Hugo lives behind the station’s giant clock, watching the people below as their stories unfold (much as Quasimodo hid among his bells in “The Hunchback of Notre Dame” or Jimmy Stewart behind his binoculars in “Rear Window.”)
The only thing his recently deceased father (Jude Law) left him is an automaton (slightly reminiscent of Maria in “Metropolis…ok, that’s all the movie references for now; find the rest yourself). But it doesn’t work.
Hugo is certain the robot-like figure contains his Dad’s last message. So, to fix it, he’s been pilfering little bits of stuff from Papa Georges.
Who catches him.
And who isn’t just Papa Georges.
Nor, for that matter, is the gendarme, just a gendarme, as the brace on his leg, a memento from World War I, attests.

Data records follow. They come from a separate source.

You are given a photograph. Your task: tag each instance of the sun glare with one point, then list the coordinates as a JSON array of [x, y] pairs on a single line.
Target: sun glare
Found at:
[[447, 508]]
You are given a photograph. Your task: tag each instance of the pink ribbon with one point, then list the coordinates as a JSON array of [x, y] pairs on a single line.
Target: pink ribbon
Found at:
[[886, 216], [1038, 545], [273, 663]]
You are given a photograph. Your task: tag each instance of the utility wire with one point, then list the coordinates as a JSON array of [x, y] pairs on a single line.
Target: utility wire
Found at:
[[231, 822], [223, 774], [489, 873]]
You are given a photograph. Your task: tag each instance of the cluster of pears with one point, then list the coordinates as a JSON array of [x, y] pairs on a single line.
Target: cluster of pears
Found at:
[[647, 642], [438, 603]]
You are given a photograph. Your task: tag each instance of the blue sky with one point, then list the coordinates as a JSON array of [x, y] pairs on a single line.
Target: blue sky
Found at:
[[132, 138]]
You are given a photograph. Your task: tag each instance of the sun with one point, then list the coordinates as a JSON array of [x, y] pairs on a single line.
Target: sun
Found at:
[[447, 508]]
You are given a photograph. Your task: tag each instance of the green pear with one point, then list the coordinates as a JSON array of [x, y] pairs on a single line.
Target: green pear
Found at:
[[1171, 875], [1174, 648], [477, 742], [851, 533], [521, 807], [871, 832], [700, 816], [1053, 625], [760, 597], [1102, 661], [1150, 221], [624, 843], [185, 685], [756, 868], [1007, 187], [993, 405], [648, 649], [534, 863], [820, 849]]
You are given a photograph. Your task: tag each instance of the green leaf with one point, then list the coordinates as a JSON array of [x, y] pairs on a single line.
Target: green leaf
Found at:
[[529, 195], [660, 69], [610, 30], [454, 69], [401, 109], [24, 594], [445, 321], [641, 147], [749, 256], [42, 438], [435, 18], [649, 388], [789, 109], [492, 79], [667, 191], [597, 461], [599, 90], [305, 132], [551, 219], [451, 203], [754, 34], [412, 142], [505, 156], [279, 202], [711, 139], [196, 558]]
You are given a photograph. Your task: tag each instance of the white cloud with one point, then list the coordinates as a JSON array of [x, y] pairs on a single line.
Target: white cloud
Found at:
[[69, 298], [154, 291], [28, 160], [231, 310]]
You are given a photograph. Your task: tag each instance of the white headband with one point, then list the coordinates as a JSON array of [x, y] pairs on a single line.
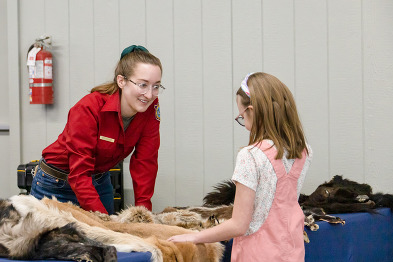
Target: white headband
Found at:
[[244, 85]]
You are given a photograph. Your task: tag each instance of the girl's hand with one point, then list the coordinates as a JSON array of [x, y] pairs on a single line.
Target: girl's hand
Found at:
[[183, 238]]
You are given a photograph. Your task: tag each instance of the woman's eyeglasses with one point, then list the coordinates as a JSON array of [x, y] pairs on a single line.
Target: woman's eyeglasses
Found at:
[[144, 88], [240, 118]]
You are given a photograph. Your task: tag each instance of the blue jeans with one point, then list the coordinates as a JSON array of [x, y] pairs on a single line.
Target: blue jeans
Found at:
[[46, 185]]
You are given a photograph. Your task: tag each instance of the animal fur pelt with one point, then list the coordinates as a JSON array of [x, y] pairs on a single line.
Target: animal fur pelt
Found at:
[[341, 195], [32, 221], [336, 196], [137, 221]]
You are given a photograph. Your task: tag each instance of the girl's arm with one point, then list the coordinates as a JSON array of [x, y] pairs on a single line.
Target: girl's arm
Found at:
[[236, 226]]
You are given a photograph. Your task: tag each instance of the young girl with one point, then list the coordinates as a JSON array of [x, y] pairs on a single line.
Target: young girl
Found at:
[[102, 129], [267, 222]]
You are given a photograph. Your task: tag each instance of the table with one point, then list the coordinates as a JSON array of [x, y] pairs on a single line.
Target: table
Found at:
[[364, 237]]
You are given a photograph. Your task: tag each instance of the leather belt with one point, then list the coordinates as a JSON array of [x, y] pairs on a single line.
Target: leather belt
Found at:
[[58, 173]]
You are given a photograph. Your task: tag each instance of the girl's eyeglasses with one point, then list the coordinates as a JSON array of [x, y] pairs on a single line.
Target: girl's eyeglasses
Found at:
[[144, 88], [240, 118]]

But back to Papa Georges and Isabelle. And Hugo, who isn’t the only one with a secret.
Papa Georges is none other than Georges Melies, one of cinema’s most revered (but largely forgotten) pioneers. He ranks up there with the Lumiere brothers, though they favored realism. Their first film, a train arriving at a station, reportedly sent audiences running for their lives, and Scorsese, cunningly repeats the effect in “Hugo.”
But Melies, a former stage magician, favored the more fanciful opportunities offered by this new medium. Thus, his most famous film: “A Trip to the Moon” (1902), in which a rocket from Earth hits the Man in the Moon right in the eye, like a firework hitting a meringue pie.
It’s about this point — as the two children try to solve both secrets — that “Hugo” goes through the Looking Glass, taking them (and us) on a glorious journey through cinema.
Here’s Harold Lloyd, hanging from his immense “Safety First” clock. (hmmm…). And Charlie Chaplin and Buster Keaton and Louise Brooks and Douglas Fairbanks, Jr. and…well, it goes on, but only through the early ‘30s. That leaves Scorsese time to pay full homage to Melies and his menagerie of mermaids, lobsters and adventurers.
I can’t imagine loving movies and not loving “Hugo” — though the title is unfortunate and the studio has had absolutely no idea how to sell the picture.
I made myself go…almost dragged myself there…and virtually danced out of the theatre.
Just as Peter Jackson took technology and used it in service of his story and characters in “The Lord of the Rings” trilogy, so Scorsese has embraced 3-D, creating a film that is served, rather than dominated, by what has passed as a sad gimmick in too many recent movies to name.
“”It was like seeing dreams in the middle of the day,” Isabelle tells Hugo after he’s taken her to her first movie.
Or, as she also says to him, “Thank you for the movie. It was a gift.”
Thank you for the movie, Mr. Scorsese. It was a gift.